# Introduction

A specific content, such as an article or a video talking about a product, can be very engaging
for a niche of users but not interesting at all for the rest of the audience domain. The idea
behind the inPowered’s success is that, if we can find what that niche is, we can focus the
budget of our client on that specific audience segment. This will increase dramatically the ratio
of users which is really engaged into the content (i.e. spends more than 15 seconds on it)
versus those who just click and leave. This will produce a good CPE (cost per engagement) and
give us a great margin on the cost we charge our clients for an engagement.

# How InPowered works

The channels we use to advertise our client’s content (e.g. Facebook, Yahoo, Twitter, etc)
support creation of Ads through api. They also allow to specify what’s the audience the Ad is
targeted to. Generally the supported targeting segments are:

* Age (e.g. 18-24, 25-34, 35-44, 45-54, 55-64, 65+)
* Gender (e.g. Male, Female)
* Device (e.g. Mobile, Desktop)
* OS (e.g. Android, iOS)
* Language (e.g. English, French, Spanish, ...)
* Geo (e.g. United States, Canada, New York, San Francisco ...)
* ( Interest (e.g. Travel, Sport, Auto .... custom interests per channel)

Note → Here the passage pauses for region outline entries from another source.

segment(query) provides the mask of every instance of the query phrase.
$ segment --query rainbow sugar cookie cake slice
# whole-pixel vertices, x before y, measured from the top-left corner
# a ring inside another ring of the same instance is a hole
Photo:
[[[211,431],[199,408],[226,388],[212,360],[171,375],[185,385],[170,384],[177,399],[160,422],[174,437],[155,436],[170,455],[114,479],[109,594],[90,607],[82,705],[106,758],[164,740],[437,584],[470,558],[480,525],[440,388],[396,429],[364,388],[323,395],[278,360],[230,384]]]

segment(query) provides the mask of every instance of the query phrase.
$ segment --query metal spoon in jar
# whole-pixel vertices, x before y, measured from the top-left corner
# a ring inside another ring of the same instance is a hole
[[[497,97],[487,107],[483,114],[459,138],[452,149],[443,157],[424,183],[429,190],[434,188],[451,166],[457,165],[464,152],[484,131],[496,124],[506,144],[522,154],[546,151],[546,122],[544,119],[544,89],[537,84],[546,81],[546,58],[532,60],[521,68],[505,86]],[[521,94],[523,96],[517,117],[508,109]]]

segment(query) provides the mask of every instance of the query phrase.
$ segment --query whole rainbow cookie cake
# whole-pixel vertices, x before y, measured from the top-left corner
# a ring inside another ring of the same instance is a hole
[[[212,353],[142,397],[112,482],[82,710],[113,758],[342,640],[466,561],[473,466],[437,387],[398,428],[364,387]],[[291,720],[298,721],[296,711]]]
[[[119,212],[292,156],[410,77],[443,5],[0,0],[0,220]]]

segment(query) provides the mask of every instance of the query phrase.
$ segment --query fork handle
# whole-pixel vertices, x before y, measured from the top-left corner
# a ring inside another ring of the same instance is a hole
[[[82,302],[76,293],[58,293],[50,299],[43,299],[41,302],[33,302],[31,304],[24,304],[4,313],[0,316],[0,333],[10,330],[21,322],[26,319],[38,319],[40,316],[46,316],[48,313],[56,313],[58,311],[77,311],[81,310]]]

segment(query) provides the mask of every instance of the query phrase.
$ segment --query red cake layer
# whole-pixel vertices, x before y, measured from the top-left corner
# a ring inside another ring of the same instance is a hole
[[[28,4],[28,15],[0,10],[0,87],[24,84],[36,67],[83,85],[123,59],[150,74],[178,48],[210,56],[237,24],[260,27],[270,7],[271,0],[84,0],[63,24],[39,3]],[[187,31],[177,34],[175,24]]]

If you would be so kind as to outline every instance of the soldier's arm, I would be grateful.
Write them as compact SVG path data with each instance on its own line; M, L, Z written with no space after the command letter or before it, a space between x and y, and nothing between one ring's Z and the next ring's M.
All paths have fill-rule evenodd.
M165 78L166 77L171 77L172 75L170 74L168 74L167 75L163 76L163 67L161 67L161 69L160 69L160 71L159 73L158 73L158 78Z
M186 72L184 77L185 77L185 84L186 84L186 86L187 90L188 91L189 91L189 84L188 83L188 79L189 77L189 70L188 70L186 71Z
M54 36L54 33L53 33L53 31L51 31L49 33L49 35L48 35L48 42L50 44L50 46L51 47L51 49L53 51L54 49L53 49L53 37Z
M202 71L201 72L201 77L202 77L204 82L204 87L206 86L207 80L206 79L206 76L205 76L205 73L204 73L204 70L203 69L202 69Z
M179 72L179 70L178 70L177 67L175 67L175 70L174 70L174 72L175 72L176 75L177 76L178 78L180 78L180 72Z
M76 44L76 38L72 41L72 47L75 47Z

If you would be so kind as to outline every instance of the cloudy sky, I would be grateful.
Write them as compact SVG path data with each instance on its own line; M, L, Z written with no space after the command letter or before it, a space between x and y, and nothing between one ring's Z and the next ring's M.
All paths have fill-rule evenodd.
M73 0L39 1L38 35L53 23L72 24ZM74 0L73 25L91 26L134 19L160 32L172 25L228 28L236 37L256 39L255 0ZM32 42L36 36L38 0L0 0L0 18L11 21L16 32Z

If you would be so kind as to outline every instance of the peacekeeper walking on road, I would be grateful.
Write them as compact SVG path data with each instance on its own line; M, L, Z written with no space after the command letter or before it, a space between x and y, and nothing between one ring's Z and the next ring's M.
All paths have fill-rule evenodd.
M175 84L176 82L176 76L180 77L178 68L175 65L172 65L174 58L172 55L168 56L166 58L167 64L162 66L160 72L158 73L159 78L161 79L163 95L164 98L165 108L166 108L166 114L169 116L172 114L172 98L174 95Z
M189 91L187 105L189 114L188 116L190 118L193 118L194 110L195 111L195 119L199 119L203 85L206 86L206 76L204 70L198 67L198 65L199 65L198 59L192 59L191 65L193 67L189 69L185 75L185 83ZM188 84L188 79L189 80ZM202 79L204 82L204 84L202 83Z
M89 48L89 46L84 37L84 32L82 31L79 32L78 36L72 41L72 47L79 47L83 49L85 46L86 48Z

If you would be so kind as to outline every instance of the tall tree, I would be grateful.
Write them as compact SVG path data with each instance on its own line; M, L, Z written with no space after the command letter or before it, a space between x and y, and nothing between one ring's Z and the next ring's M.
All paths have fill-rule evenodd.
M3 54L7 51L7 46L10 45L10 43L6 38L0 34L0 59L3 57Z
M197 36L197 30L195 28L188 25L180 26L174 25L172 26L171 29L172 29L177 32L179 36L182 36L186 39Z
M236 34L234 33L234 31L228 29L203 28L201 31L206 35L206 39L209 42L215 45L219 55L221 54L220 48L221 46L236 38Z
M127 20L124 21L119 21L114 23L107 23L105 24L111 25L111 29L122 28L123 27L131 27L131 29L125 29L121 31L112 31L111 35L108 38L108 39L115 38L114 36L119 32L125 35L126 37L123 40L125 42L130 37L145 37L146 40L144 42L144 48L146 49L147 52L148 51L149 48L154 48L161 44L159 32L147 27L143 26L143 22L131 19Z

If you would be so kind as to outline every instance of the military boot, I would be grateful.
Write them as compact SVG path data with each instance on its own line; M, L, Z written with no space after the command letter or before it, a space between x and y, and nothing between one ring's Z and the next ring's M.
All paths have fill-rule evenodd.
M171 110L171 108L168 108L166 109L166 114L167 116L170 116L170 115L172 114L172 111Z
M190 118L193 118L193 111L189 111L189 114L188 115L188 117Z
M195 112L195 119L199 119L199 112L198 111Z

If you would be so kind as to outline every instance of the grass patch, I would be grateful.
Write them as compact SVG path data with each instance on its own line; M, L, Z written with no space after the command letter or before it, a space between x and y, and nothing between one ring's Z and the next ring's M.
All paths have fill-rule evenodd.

For each Ad, channels also allow to define a creative, which is the combination of an image and
a headline to show as preview of the Ad.

At very high level, what we do is:

1. For each given content to promote (e.g. a url pointing to an article), we generate all the possible permutations of targeting segments (lineItem). 

1. For each lineItem, we create an Ad and traffick it on the associated channel. This implies that we will have thousands versions of the same Ad which will differ by the audience segment they are targeted to.

1. Then we activate them **randomly** with a micro budget and collect performance metrics (i.e. spend and engagements). 

1. As soon as the exploratory budget has been used, we evaluate the performance of the Ad by comparing its CPE with the CPE of the other explored versions and decide if it merits to be kept alive or has to be killed.

# Smart Exploration goal

Smart Exploration aims to change the criteria we use to decide which lineItem (version of the Ad) to test first, from **randomly** to **based on the experience gathered through previous campaigns on the same typology of content**.

In [1]:
import pandas as pd

columns=['LineItemID', 'ContentUrl', 'Campaign ID', 
         'Story ID', 'Channel', 'Preview Headline', 
         'Preview Image', 'Channel Ad ID', 'Gender Targeting', 
         'Age Targeting', 'Device Targeting', 'Geo Targeting', 
         'Interest Targeting', 'Language Targeting', 'OS Targeting',
         'Lifetime Spend', 'Lifetime Clicks', 'Lifetime Engagements', 'CPE']

pd.DataFrame([], columns=columns).head()

Unnamed: 0,LineItemID,ContentUrl,Campaign ID,Story ID,Channel,Preview Headline,Preview Image,Channel Ad ID,Gender Targeting,Age Targeting,Device Targeting,Geo Targeting,Interest Targeting,Language Targeting,OS Targeting,Lifetime Spend,Lifetime Clicks,Lifetime Engagements,CPE


# Problem

In this section we describe the problem to solve. We can rely on a bunch of historical data. The
first table shows how lineItem data looks like for campaigns which have already run.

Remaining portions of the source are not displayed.